Israel is fed up with him for close to two years and certainly since Ariel Sharon became prime minister, the Americans and President Bush broke all relations with him in June and even the Europeans who still communicate with him on occasion have thrown in the towel.  Arafat’s relationship with the ‘moderates’ such as Jordan’s King Abdullah and Egypt’s Mubarak are poor while most of the radical Arab leadership demand he step up his terrorism against Israel and applaud him when he does so while condemning him when he makes ‘peaceful’ noises.

No doubt he is the symbol of the Palestinian people, yet he is also a corrupt and vicious terrorist.  As of last December PM Sharon declared him “irrelevant” only to be lectured by most that he is “the legitimately elected leader of the Palestinian people” and therefore Israel has no choice but to negotiate with him.

There are still some in certain extreme left circles in Israel who consider him “relevant”.  But after almost two years of a failed ‘popular uprising’ or intifada Palestinian parliament representatives have also had enough and they forced the resignation of his governing council instead of accepting a cosmetic face-lift, claiming they are demanding real change.  Many are calling it a great victory for democracy, but that is yet to be seen.  Elections (after 7 years) are scheduled for January 2003.

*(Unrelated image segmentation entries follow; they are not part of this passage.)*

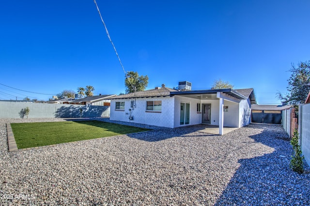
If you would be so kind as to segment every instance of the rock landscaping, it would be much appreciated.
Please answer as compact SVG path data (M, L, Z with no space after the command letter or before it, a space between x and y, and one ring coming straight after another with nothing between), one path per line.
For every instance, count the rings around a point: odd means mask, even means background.
M310 205L310 169L290 168L279 126L219 136L127 123L154 130L8 152L6 123L58 121L0 119L0 205Z

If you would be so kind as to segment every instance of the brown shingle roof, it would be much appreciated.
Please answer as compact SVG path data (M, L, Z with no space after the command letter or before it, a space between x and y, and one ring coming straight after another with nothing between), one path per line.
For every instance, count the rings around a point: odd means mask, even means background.
M247 97L250 98L251 104L256 104L256 98L253 88L235 89L235 91Z
M177 92L178 90L168 87L156 87L155 89L137 92L136 93L129 93L119 95L109 98L109 99L128 99L131 98L154 97L155 96L167 96L170 95L170 92Z

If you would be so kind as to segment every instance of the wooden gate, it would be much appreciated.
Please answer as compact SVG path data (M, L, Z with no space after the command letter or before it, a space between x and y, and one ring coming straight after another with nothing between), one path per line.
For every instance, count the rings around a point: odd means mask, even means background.
M282 112L279 110L252 110L252 122L253 123L280 125Z

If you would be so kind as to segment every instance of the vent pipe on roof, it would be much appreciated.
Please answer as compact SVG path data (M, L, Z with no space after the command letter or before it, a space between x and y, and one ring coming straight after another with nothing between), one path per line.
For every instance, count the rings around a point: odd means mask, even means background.
M189 81L179 81L179 89L181 91L190 91L192 90L192 83Z

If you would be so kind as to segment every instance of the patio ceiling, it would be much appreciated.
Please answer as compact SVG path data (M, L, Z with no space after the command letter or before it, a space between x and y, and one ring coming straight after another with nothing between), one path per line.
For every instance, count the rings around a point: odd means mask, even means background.
M246 96L231 89L172 92L170 94L171 96L177 95L198 99L218 99L217 97L217 92L222 93L238 99L247 99Z

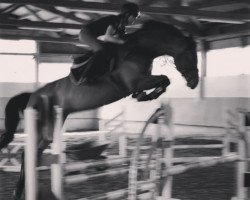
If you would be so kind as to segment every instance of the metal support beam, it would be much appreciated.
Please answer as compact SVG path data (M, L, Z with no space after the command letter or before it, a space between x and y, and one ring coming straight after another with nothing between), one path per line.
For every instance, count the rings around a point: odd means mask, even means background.
M83 1L65 1L65 0L0 0L4 3L16 3L16 4L30 4L39 6L60 6L69 9L82 10L84 12L100 12L100 13L117 13L120 10L120 4L110 3L96 3L96 2L83 2ZM220 20L230 23L245 23L250 21L250 14L240 15L232 13L222 13L215 11L194 10L185 6L179 6L175 8L167 7L148 7L141 6L141 12L152 15L179 15L190 16L203 20Z
M205 77L207 75L207 43L200 41L201 46L201 77L200 77L200 98L205 97Z

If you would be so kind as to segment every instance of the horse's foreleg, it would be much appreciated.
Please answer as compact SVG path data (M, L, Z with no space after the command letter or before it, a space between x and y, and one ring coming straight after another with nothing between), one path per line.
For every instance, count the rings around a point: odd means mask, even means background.
M170 84L170 81L167 76L147 76L143 77L137 85L137 91L132 95L133 98L137 98L138 101L148 101L157 99L162 93L166 91L166 87ZM155 88L149 94L143 92L144 90L150 90Z

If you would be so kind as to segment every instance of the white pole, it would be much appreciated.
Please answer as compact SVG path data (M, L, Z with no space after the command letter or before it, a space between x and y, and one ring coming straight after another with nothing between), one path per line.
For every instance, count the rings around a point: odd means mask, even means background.
M247 153L248 148L246 145L249 145L246 127L245 127L245 113L239 111L239 134L240 137L243 137L244 140L239 140L238 145L238 153L242 161L238 162L238 169L237 169L237 197L239 200L248 199L248 191L247 188L244 187L244 173L247 172L248 163L246 159L248 159ZM245 160L245 161L244 161Z
M59 200L63 200L63 163L64 155L62 154L63 142L62 142L62 109L56 107L56 123L53 134L53 143L51 145L51 153L57 160L55 164L51 165L51 190L55 197Z
M122 125L120 127L120 132L123 132L121 136L119 136L119 156L126 157L127 156L127 134L125 127L125 109L122 109L121 121Z
M37 132L36 112L32 108L24 111L24 127L27 134L25 145L25 199L34 200L37 195Z

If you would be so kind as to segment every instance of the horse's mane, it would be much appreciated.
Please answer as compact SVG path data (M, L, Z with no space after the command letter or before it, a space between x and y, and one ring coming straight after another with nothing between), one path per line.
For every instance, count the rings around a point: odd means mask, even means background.
M134 33L139 33L143 31L157 31L157 30L166 30L169 34L175 35L177 37L184 37L189 43L190 48L196 49L196 42L194 41L192 36L185 36L184 33L176 28L172 24L167 24L165 22L160 22L156 20L147 20L143 22L142 27L135 31Z

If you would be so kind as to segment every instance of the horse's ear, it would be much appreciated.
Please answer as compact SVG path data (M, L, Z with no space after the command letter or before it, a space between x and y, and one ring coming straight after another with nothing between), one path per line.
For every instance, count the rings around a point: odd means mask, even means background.
M189 37L190 40L194 40L194 36L192 34L189 34L188 37Z

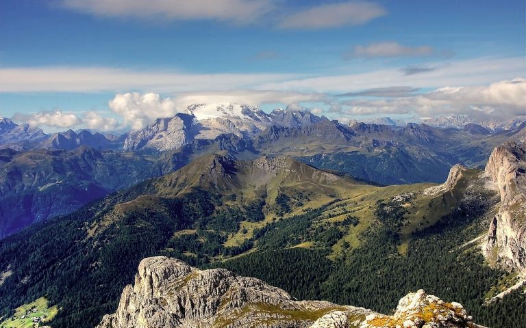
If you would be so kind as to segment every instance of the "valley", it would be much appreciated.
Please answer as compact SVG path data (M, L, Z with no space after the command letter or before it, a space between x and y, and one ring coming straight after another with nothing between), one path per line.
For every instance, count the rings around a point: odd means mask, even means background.
M139 262L163 256L380 313L423 288L508 327L524 299L519 288L489 301L520 277L482 256L499 203L486 174L457 165L442 184L379 187L285 156L203 155L5 238L0 307L45 295L64 309L52 327L93 327Z

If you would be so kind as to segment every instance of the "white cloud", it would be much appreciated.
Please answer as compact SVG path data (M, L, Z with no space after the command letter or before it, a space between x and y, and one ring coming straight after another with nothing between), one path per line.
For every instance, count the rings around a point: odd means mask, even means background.
M282 29L320 29L366 23L387 13L381 5L370 2L348 1L321 5L284 17Z
M432 55L434 52L430 46L407 46L398 42L386 42L355 46L351 53L344 53L344 57L418 57Z
M234 90L181 94L163 98L159 94L138 92L118 94L110 100L110 109L123 118L123 125L139 130L158 118L186 113L194 104L239 103L260 105L265 103L297 103L327 101L323 94L301 94L277 91Z
M107 17L216 20L249 23L271 11L271 0L62 0L62 6Z
M447 63L430 63L434 70L406 75L397 68L363 73L302 77L286 81L264 83L263 90L314 90L316 92L349 92L392 85L442 87L444 85L489 84L526 75L524 57L475 58Z
M287 74L183 74L110 68L0 68L0 92L156 92L231 90L298 77Z
M381 5L350 1L302 8L280 0L56 0L60 5L108 18L227 21L237 24L275 23L283 29L319 29L366 23L386 14Z
M22 121L32 126L45 125L53 128L71 128L80 123L80 120L73 113L64 113L60 109L40 111L31 114L16 113L16 121Z
M95 111L85 113L82 118L82 124L87 128L101 131L111 131L118 126L116 119L103 117Z
M108 105L112 111L122 116L123 125L129 126L133 130L142 128L155 118L173 116L178 111L173 99L163 98L153 93L118 94Z
M13 115L13 120L27 123L32 126L47 126L54 129L82 127L101 131L110 131L118 126L116 119L103 117L95 111L65 113L60 109L54 109L31 113L17 113Z
M359 99L343 104L347 114L468 114L474 118L508 119L526 114L526 80L516 79L487 86L446 87L410 97Z

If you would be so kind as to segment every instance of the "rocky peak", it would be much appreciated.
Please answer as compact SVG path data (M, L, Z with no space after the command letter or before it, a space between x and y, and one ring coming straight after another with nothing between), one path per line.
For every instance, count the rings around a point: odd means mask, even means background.
M462 305L446 303L421 289L403 297L392 316L371 314L360 328L404 327L480 327L473 323Z
M191 117L177 113L173 118L158 118L142 130L130 133L124 141L125 151L147 148L158 150L177 149L189 139Z
M310 126L323 120L322 118L309 111L291 109L289 107L276 109L268 114L268 117L273 124L288 127Z
M525 143L508 142L497 147L486 173L499 188L501 204L490 225L485 255L504 267L522 271L526 276ZM497 258L491 258L495 255Z
M439 195L452 190L457 185L457 182L462 178L463 173L466 169L468 169L467 167L460 164L453 165L451 169L449 169L449 174L447 176L446 182L442 184L424 189L423 191L424 195Z
M0 133L12 130L17 126L17 124L7 118L0 118Z
M468 123L464 126L463 130L471 135L490 135L489 130L481 125L475 123Z
M388 316L327 301L298 301L258 279L154 257L141 261L134 284L124 288L116 312L104 316L97 328L479 327L471 320L461 305L443 302L423 290L402 299L395 314ZM401 325L390 325L395 322Z

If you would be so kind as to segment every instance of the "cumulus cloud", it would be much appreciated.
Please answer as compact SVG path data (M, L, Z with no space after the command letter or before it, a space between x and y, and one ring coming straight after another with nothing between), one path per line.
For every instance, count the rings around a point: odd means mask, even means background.
M133 130L139 130L158 118L173 116L178 112L173 99L153 93L118 94L110 100L108 105L123 118L123 125L129 126Z
M321 5L290 14L278 25L282 29L320 29L358 25L387 14L380 5L348 1Z
M66 113L57 109L38 113L16 113L12 118L15 121L23 122L32 126L44 126L59 129L82 127L101 131L110 131L118 126L116 119L103 117L95 111Z
M345 52L342 57L347 59L355 57L421 57L434 53L434 49L431 46L408 46L398 42L385 42L355 46L352 51Z
M405 98L343 102L347 114L401 114L418 115L468 114L479 118L507 119L525 115L526 80L516 79L487 86L446 87Z
M39 111L31 114L17 113L13 116L16 121L27 123L32 126L45 125L53 128L71 128L80 123L79 118L73 113L64 113L60 109Z
M62 0L66 8L107 17L249 23L274 8L271 0Z
M326 102L328 96L319 93L301 93L271 90L232 90L184 93L171 97L159 94L129 92L117 94L108 105L114 113L123 118L123 125L132 130L140 129L158 118L168 118L177 113L187 113L188 107L195 104L238 103L251 105L262 104L292 104L301 107L302 102ZM290 107L292 108L292 107Z
M118 126L116 119L103 117L95 111L85 113L82 117L82 124L87 128L101 131L111 131Z
M385 87L374 87L356 92L347 92L338 94L340 97L406 97L418 91L418 87L408 86L393 86Z

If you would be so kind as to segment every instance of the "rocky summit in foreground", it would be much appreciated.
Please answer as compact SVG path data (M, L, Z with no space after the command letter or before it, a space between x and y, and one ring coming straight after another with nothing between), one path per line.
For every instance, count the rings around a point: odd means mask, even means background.
M526 143L497 147L486 173L500 191L501 205L490 226L485 255L526 278Z
M223 269L199 270L179 260L148 258L134 286L126 286L116 313L98 328L154 327L480 327L462 306L421 290L400 300L396 312L323 301L293 299L284 290Z

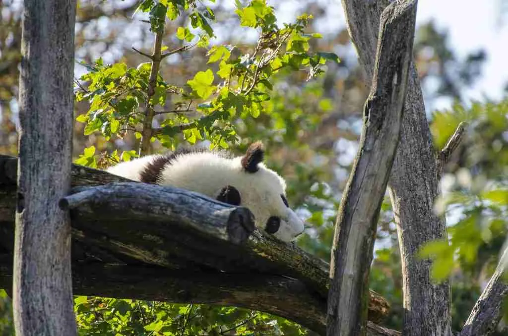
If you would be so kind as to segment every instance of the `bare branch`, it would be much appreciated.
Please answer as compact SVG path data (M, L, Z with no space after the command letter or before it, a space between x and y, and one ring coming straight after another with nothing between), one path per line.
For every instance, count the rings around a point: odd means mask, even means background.
M398 144L411 59L417 2L383 12L358 154L340 204L330 265L328 335L364 334L377 220Z
M17 164L0 155L0 253L13 250ZM76 294L238 306L324 334L327 263L258 231L242 245L230 243L226 215L235 208L196 193L141 183L90 188L128 180L77 165L72 176L78 193L61 205L73 209ZM0 280L11 266L12 259L0 262ZM371 292L370 302L369 319L381 320L386 300Z
M460 336L483 336L495 329L502 316L503 302L508 295L508 284L506 278L503 279L506 258L508 247L504 249L496 272L473 307Z
M161 114L170 114L171 113L174 113L175 114L183 114L185 112L194 112L194 110L171 110L170 111L156 111L155 112L155 115L158 116Z
M73 336L71 218L57 203L71 188L76 2L22 6L14 324L18 336Z
M164 28L155 33L155 41L153 43L153 53L152 54L152 66L150 70L150 78L148 80L148 88L146 92L146 108L145 109L145 119L143 121L143 129L141 130L141 143L139 147L139 155L145 155L150 153L150 139L153 135L152 129L152 122L155 111L150 99L155 94L155 86L157 85L157 76L158 75L159 66L162 57L161 50L162 48L162 38Z
M148 54L145 54L145 53L143 52L141 50L139 50L136 49L134 47L131 47L131 49L132 49L133 50L134 50L134 51L136 52L138 54L140 54L140 55L142 55L143 56L145 56L145 57L148 57L150 59L151 59L152 60L153 60L153 57L151 55L148 55Z
M387 0L342 0L347 30L368 78L374 71L379 14ZM438 194L436 154L414 62L400 141L389 182L402 260L405 336L451 333L450 283L432 279L430 260L418 257L428 242L446 238L446 223L433 212Z
M194 44L192 44L188 46L183 46L182 47L179 47L175 49L171 50L171 51L168 51L167 53L165 53L161 56L161 59L164 59L168 56L171 56L173 54L176 54L178 52L183 52L184 51L187 51L187 50L189 50L194 48L194 47L195 47L199 42L199 41L198 41L198 42L197 42L196 43L194 43Z
M467 123L465 121L462 121L459 124L455 131L448 139L448 142L438 154L437 172L440 174L442 172L444 165L448 163L452 154L460 144L460 142L462 140L462 136L464 135L464 132L467 126Z

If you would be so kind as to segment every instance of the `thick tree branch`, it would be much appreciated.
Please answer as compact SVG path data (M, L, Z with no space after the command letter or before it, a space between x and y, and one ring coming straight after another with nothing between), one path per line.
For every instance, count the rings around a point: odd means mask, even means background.
M14 325L19 336L72 336L71 220L57 204L71 188L76 1L23 5Z
M342 0L347 29L368 78L372 76L379 17L387 0ZM418 251L446 238L444 221L433 212L438 193L435 153L418 74L411 65L400 142L389 188L397 224L402 265L404 328L407 336L451 334L450 289L431 279L430 260Z
M0 221L0 253L12 251L16 163L15 158L0 155L0 219L4 221ZM235 244L224 232L228 212L239 209L196 193L141 183L101 185L122 181L105 172L73 165L72 185L79 192L61 205L73 209L76 293L239 306L288 317L319 332L325 329L327 263L258 231L243 245ZM11 263L2 265L0 259L0 274L10 274L3 267ZM108 271L97 275L95 267ZM110 276L109 272L117 275ZM179 278L180 274L186 278ZM243 283L245 278L256 281ZM154 280L158 279L160 283ZM200 279L209 280L209 286L193 291L190 283L206 284ZM234 291L228 294L225 285L216 288L221 281L243 285L244 290L236 296ZM291 307L283 305L287 292L288 303L296 307L293 315ZM371 292L370 296L369 319L378 322L389 306L377 293ZM395 334L371 326L372 332L377 331L369 334Z
M507 258L508 248L504 249L496 272L474 305L460 336L483 336L495 329L502 316L503 303L508 295L504 274Z
M383 12L358 156L337 219L328 295L329 335L365 334L365 294L379 210L399 141L411 59L416 1Z

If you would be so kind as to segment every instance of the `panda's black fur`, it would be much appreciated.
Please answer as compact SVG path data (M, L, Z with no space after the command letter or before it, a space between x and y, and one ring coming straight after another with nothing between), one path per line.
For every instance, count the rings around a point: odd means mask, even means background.
M132 180L183 188L246 206L258 227L289 241L302 232L303 223L289 208L283 179L264 165L264 157L263 145L256 142L241 157L224 151L180 149L122 162L108 170Z

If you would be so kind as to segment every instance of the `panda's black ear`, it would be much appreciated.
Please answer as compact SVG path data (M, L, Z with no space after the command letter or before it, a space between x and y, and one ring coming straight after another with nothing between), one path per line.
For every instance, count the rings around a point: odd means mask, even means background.
M242 166L247 173L258 171L258 164L263 162L265 156L265 148L261 141L257 141L247 149L247 152L242 158Z
M242 203L240 192L234 187L227 185L220 190L217 196L217 200L231 204L232 206L239 206Z

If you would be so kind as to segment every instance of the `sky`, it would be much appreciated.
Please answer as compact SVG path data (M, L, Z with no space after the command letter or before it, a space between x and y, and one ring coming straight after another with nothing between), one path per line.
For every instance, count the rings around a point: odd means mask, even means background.
M365 0L367 1L367 0ZM326 4L327 16L319 22L320 32L336 31L345 25L343 12L339 0L318 0ZM284 2L284 3L287 3ZM292 21L301 8L297 0L287 2L278 15L283 22ZM504 17L501 9L505 9ZM502 19L504 19L504 25ZM483 48L487 59L482 76L474 86L465 92L465 102L502 97L508 82L508 1L502 0L420 0L417 25L433 19L439 29L447 29L449 43L460 59L469 53ZM434 108L447 108L451 102L437 102Z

Arafat the symbol remains.  Arafat the man has been rejected and in practical terms is on his way to ‘irrelevancy’.  Much of the revolt is a palace coup as his own Fatah turned on him.  They at least have some sense of the suffering of the Palestinian people, even if it took a long time to surface.  They cannot say so publicly, but they are aware Arafat is the cause.  Privately many say he should have taken what was offered at Camp David 2000 and Taba 2001.

Originally Sharon was opposed to allowing the convening of the Palestinian Parliament but the security services convinced him it was in Israel’s interests to let the ‘show go on’ and they were correct.  It is not clear whether reforms are truly on the way or if Arafat will appoint a prime minister who will be the real power broker.

Arafat is weakened and now the political, diplomatic game may begin in earnest by those Palestinians who honestly seek a solution to the conflict.  Nonetheless, Israel’s battle against terrorism will continue in parallel with the battle for peace. 

As long as Arafat was ‘relevant’ the ‘battle for peace’ was not.